Forty raised beds. One hundred twenty-five plants in containers and grow bags in his driveway. To say that James Worley loves plants is an understatement. What he loves even more, though, is introducing others to the joy that backyard gardening can bring.
Worley started gardening as a child, learning from his grandfather, who filled his corner lot with tomatoes, beans, and beets. As he grew as a gardener, he diversified a bit and now grows hundreds of varietals of herbs and vegetables. Not only does he grow them, but he has also recently started teaching others how and even doing it for them in their yards.
Yum Yards, Worley's company, started last year. Its mission is two-fold--to install raised beds for people to use for their gardens and if they want, to fill those beds with plants and maintain it throughout the growing season.
"My client is a two-income family with children that cares about where their food comes from but doesn't have the time or knowledge to do all the work that comes with gardening," says Worley.
To that end, Yum Yards is extremely personalized. Worley starts by coming out to each yard and assessing the available light and space. He says that the number of times that he couldn't find enough light to grow are very few. Once he's ascertained where the best spot for growing might be, he installs raised beds in which to grow.
Worley says he prefers raised beds because it's a fresh slate where gardeners can control the environment a bit more. Starting with fertile, well-drained soil gives plants a fighting chance as opposed to the potential for bad drainage and clay. He also prefers raised beds to allow older gardeners to be able to reach their plants without killing their backs.
Those raised beds also give clients a wide variety of options for their configuration, from modular beds in several spaces to linear beds or horseshoe or L-shapes.
Some clients only utilize Worley's bed-building skills but some take advantage of his growing skills as well. Worley provides all the plants and visits the garden two to three times a month to weed and maintain them throughout the growing season. With each visit, he includes a journal of what he did and instructions on what to do in-between visits. He also includes recipes from local chefs that utilize the crops that each homeowner is growing.
"All the homeowner needs to do is a little watering (or let me install an irrigation system) and picking, cooking, and eating--the fun parts of gardening!" says Worley.
He uses succession planting techniques to extend the growing season for his clients without having to use additional space. Personally, he grows all the way from March into the late fall.
"Before you plant a tomato, you can grow in the same spot. You can plant lettuce or radishes or kohlrabi. Then in the shade of that same tomato plant in the fall, you can plant fall radishes and lettuces and spinach. You can get three harvests out of one spot," says Worley.
Worley says that many of his clients have used CSAs (community-supported agriculture) in the past but want to customize their crops a bit more. Worley says that the drawback of CSAs can be vegetables that shareholders don't like or know how to use. A customized survey at the beginning of each season assures clients that they are growing what they want to eat.

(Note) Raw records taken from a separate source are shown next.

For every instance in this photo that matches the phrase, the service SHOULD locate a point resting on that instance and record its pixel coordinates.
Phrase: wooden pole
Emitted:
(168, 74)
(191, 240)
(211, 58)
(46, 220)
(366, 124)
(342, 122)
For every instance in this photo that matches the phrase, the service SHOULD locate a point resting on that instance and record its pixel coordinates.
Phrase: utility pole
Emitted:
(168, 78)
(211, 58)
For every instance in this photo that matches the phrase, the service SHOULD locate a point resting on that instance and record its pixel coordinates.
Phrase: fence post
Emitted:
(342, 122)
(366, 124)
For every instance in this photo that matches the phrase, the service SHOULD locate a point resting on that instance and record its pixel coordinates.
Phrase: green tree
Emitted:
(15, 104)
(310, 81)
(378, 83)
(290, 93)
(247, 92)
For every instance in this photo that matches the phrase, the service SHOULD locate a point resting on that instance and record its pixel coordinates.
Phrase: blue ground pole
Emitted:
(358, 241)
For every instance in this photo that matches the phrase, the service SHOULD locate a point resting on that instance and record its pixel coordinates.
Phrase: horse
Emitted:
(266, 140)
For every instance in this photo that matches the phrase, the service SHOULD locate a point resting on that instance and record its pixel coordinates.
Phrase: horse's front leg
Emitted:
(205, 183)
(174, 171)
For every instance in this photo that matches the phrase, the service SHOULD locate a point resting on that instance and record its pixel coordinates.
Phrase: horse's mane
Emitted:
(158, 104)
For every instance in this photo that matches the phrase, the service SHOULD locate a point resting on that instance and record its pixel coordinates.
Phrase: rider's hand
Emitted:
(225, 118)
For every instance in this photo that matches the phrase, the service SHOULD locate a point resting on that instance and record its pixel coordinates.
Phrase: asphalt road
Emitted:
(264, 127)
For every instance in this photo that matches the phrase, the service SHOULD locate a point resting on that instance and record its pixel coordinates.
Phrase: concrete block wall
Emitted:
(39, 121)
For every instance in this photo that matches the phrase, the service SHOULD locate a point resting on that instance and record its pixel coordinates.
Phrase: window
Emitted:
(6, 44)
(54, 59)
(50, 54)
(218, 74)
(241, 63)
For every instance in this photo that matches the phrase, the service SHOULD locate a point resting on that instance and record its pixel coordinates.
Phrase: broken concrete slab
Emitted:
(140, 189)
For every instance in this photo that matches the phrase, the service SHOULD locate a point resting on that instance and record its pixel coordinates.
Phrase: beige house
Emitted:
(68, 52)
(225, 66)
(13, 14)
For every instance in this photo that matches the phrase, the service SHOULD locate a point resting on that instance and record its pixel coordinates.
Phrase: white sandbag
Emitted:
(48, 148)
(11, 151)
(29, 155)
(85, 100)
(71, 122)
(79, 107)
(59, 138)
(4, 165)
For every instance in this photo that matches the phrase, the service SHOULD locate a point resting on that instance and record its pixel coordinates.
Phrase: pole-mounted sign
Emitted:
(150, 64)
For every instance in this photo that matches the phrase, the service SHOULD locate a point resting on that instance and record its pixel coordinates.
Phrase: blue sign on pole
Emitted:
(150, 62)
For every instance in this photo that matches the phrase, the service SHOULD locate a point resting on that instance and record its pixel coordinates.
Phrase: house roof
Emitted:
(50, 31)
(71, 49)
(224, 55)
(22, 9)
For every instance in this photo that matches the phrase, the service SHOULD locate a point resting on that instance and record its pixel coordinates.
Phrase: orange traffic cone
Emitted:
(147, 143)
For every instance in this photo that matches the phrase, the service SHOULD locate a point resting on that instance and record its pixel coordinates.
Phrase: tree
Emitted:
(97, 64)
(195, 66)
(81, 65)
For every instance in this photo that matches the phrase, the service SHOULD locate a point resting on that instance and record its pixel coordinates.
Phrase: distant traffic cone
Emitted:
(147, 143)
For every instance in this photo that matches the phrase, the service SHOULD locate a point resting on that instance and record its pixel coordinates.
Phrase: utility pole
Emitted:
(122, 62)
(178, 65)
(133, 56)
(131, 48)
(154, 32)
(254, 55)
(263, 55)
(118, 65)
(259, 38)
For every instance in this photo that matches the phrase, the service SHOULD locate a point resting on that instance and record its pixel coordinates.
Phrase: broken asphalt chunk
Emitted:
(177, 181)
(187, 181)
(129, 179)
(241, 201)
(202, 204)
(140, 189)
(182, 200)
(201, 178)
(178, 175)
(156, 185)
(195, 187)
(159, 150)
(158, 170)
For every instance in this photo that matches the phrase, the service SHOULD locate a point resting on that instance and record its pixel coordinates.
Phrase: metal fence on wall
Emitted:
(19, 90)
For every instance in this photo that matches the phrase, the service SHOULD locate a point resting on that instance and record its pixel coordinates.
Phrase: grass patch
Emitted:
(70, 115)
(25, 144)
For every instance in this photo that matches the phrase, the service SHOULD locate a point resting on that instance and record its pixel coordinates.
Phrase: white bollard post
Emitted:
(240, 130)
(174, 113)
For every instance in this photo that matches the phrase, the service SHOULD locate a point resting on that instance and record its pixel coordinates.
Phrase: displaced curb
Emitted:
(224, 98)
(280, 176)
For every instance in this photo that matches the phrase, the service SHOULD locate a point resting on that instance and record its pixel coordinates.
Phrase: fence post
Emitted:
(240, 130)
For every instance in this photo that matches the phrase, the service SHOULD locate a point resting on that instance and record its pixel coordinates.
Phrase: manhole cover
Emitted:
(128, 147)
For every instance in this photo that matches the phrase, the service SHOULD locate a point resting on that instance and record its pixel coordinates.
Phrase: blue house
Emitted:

As a former teacher, Worley's teaching experience is coming in handy. He says that many of his clients, which are mainly women, enjoy sending their kids out to help and learn.
As Yum Yards continues to grow, Worley says that he plans on adding members to his team but right now, he's putting in legwork all over the city. In addition to building the beds and maintaining gardens, he will pick ripe vegetables for clients if they are on vacation and donate the yield to local food shelters.